Rigorous, automated evaluation of AI agents on long-horizon, multi-tool software engineering tasks using the Horizon-SWE benchmark with ML-powered verifiers.
Polymath built an automated grading system that tests whether AI coding agents can actually do a software engineer's full job—from reading a ticket to shipping and monitoring code—not just answer trivia questions about programming.
It's like building a full-scale simulated restaurant kitchen where you test whether a robot chef can handle an entire dinner service—not just see if it can chop an onion.
Synthetic interaction data generation from agent-environment sessions used to create high-quality training datasets for improving AI agent capabilities via reinforcement learning.
Every time an AI agent practices in Polymath's simulated worlds, it automatically creates labeled training data showing what worked and what didn't—like a flight simulator that writes its own textbook after every session.

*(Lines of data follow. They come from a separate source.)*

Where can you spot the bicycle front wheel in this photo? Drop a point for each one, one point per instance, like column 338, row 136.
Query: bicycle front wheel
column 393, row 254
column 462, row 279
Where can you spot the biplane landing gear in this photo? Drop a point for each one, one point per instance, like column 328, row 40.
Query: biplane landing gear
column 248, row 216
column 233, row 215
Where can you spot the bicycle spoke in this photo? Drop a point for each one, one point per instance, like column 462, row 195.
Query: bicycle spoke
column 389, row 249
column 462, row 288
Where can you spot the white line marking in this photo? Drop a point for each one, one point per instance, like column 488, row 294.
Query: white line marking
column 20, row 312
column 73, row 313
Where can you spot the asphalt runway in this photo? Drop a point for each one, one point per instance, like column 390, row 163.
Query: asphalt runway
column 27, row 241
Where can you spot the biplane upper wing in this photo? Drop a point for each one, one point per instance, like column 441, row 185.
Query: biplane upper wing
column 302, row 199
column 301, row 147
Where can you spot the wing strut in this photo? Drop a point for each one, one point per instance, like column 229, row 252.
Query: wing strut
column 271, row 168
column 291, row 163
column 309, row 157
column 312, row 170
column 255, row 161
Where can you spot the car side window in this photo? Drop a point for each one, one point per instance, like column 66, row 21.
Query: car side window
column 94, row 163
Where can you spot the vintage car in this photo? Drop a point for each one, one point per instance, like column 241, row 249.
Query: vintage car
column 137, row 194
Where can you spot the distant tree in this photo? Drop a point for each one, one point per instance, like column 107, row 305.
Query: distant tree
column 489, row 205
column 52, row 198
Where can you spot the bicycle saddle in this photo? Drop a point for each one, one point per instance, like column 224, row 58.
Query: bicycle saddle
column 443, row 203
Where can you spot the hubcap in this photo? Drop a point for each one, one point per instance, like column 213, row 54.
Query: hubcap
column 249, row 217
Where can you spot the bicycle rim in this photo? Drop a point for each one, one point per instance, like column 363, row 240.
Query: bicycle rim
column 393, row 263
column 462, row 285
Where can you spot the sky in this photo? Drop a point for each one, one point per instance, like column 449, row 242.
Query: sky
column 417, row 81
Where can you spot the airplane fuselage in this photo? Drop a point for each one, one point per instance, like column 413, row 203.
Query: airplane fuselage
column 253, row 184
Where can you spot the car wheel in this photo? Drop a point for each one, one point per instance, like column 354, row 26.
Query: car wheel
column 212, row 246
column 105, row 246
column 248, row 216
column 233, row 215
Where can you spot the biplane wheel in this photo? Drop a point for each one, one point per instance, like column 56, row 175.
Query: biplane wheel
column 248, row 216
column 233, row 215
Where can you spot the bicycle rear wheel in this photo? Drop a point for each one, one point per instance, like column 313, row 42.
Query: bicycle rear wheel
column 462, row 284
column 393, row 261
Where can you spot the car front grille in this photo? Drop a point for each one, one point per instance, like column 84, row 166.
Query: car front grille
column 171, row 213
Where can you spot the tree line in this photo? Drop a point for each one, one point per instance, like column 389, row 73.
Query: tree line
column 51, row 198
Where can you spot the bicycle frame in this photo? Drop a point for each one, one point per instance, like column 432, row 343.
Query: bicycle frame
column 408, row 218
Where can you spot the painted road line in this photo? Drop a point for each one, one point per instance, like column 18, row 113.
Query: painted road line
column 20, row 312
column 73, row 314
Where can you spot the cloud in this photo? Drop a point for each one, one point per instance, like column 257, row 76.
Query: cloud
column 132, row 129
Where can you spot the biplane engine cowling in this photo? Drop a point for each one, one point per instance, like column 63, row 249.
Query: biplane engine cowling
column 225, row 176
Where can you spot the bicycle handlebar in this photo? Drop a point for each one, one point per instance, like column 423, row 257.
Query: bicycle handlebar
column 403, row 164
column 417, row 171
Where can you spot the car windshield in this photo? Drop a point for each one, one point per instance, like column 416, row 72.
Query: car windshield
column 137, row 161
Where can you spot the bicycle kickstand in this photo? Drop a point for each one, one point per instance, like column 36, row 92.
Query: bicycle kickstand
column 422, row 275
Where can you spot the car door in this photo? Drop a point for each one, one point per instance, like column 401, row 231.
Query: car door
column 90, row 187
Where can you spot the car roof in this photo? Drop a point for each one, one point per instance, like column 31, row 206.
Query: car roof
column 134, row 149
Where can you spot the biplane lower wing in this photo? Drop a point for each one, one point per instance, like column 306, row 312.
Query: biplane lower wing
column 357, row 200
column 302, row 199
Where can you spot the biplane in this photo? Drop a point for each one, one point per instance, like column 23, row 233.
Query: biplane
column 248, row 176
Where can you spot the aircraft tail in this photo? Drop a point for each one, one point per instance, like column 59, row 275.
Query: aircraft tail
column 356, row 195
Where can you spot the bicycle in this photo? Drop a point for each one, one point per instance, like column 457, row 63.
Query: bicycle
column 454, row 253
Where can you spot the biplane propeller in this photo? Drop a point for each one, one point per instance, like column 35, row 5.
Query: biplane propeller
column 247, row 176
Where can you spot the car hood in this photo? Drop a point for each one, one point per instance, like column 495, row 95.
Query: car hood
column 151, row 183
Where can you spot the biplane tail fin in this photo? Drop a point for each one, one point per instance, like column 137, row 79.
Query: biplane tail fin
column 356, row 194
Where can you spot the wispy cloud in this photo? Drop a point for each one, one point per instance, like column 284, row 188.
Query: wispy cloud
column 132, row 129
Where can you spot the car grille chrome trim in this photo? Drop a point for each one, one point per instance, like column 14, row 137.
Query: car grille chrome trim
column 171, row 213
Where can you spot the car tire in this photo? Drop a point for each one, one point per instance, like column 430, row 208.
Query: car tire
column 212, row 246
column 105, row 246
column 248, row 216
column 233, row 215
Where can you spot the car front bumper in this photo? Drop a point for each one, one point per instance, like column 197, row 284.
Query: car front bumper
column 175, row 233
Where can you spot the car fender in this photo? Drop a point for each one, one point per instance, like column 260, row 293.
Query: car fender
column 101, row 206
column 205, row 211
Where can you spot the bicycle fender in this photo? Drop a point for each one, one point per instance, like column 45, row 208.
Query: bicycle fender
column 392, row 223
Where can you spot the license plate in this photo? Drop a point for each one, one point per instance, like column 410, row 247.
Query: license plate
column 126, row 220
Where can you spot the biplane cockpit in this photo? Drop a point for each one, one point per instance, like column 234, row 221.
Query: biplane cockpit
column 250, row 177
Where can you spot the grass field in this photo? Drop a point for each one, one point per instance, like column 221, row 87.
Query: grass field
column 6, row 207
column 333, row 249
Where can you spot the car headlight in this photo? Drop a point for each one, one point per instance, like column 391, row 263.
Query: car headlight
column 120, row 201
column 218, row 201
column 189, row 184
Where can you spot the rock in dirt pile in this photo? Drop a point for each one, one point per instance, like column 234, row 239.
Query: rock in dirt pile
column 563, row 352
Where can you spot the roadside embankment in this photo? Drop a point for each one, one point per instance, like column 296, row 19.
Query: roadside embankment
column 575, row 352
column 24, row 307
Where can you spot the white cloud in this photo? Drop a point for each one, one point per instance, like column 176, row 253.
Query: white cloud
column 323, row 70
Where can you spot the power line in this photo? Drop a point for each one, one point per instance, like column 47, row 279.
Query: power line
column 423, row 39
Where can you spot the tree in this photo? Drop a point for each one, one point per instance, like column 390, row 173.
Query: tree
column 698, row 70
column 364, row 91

It's like a driving school where every student's practice session automatically writes a new chapter in the driver's ed manual—complete with highlighted mistakes and gold-star moments—so the next class learns even faster.
Polymath's focus on automated world generation for multi-tool digital workflows fills a gap left by robotics-centric simulators like Isaac Sim and AI2-THOR. By building environments that mirror real enterprise toolchains (GitHub, Slack, Linear, browsers), they create the only realistic training ground for the next generation of AI coding and knowledge-work agents, validated by benchmarks where even frontier models score only ~25%.